Ivackovic, ou la voie vers l'absolu
par Jean-Luc Chalumeau
La bibliographie d’Ivackovic prouve que, dès son arrivée à Paris, plusieurs critiques remarquèrent ses œuvres présentées par la galerie Le Soleil dans la tête en 1963 : Jean-Jacques Lévêque naturellement, qui était personnellement lié à cette galerie, mais aussi Michel Ragon, grand spécialiste de l’art abstrait, et Gérald Gassiot-Talabot. Cependant, la rencontre décisive eut lieu en 1965, quand Ivackovic participa à la Biennale de Paris, dite Biennale des jeunes. Il faisait partie du groupe de « huit jeunes peintres sélectionnés par la jeune critique », dont rendit immédiatement compte Raoul-Jean Moulin dans Les Lettres Françaises. Mais Ivackovic fut surtout remarqué par Georges Boudaille, lui aussi collaborateur des Lettres Françaises, membre du comité de la Biennale (dont il deviendrait le délégué général à partir de 1971) et spécialiste de l’expressionnisme (il publierait en 1976 un livre sur « les peintres expressionnistes »). Boudaille devint à ce moment l’ami et le mentor du jeune peintre yougoslave. Notons au passage que pour cette édition 1965, le prix de la Biennale fut attribué à un autre yougoslave, Vladimir Velickovic, ce qui décida ce dernier à s’établir définitivement à Paris dès l’année suivante.
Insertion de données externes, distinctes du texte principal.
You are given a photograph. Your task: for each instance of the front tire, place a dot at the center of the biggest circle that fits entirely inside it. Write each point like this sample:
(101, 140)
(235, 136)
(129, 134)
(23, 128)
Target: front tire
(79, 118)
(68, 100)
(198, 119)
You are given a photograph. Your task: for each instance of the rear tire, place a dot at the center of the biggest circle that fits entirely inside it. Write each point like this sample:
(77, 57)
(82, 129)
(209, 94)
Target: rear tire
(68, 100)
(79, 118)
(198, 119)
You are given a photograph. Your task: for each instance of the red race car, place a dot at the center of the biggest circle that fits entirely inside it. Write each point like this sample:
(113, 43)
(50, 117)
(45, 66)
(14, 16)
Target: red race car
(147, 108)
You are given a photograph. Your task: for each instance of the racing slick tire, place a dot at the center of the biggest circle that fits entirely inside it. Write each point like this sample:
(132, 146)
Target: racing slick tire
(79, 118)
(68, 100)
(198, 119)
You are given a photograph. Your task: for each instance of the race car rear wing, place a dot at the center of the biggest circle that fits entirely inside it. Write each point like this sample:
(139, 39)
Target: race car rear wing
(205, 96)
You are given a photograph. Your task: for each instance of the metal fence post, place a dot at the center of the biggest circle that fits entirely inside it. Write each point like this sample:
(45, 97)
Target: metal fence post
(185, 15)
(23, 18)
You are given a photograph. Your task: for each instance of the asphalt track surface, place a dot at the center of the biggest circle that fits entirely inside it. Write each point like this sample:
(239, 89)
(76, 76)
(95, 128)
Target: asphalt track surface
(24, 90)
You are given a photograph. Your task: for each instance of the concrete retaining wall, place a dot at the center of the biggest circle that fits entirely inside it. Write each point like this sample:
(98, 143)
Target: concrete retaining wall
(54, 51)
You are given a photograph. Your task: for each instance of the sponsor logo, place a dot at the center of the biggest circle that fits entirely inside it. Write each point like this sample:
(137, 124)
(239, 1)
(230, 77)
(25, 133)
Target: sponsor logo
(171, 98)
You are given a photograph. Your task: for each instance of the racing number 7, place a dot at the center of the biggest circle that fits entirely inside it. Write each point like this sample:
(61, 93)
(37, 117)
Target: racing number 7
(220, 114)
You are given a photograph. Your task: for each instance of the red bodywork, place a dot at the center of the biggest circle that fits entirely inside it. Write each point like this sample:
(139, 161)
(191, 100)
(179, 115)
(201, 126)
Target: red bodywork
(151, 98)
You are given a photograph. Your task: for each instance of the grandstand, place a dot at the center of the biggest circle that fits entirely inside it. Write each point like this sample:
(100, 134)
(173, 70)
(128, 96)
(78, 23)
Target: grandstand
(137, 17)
Mais Ivackovic, franchement abstrait par tempérament, ne s’intégra pas au groupe des « yougos de Paris » comptant alors notamment Dado, Ljuba et Velickovic qui pratiquaient différents types de figuration. Il se lia plutôt à un peintre comme le français Michel Tyszblat, lui aussi musicien (il restera un excellent pianiste de jazz jusqu’à sa mort) et lui aussi proche de Georges Boudaille.
Je me souviens que, dans les années 80, Djoka organisait des dîners chez lui, grâce aux qualités de sa femme Arlette qui était notamment une excellente cuisinière. Il y avait là, outre moi-même et mon épouse Estelle, Michel et Josette Tyszblat ainsi que Georges Boudaille et sa compagne Anne Dagbert (une de mes anciennes étudiantes qui faisait alors ses premières armes de critique d’art dans la revue Art Press). Boudaille, né en 1925, abordait la soixantaine et nous en imposait par son expérience et surtout par son autorité et sa faconde. Marxiste viscéral (les Lettres Françaises dirigées par Aragon étaient l’organe culturel officiel du parti communiste), il soupçonnait volontiers chacun d’avoir des penchants petits-bourgeois, ce qui posait parfois des problèmes diplomatiques à la maîtresse de maison, qui d’ailleurs s’en sortait fort bien. Nous parlions de tout avec gaieté, mais bien sûr surtout de peinture. Pour Boudaille, hormis Courbet et Picasso, peintres « de gauche » sur l’œuvre desquels il avait travaillé avec admiration, n’existaient que les abstraits (la véritable avant-garde selon lui), de préférence expressionnistes ou lyriques (l’abstraction dite lyrique étant une variante de l’expressionnisme). Les autres ne méritaient que sarcasmes.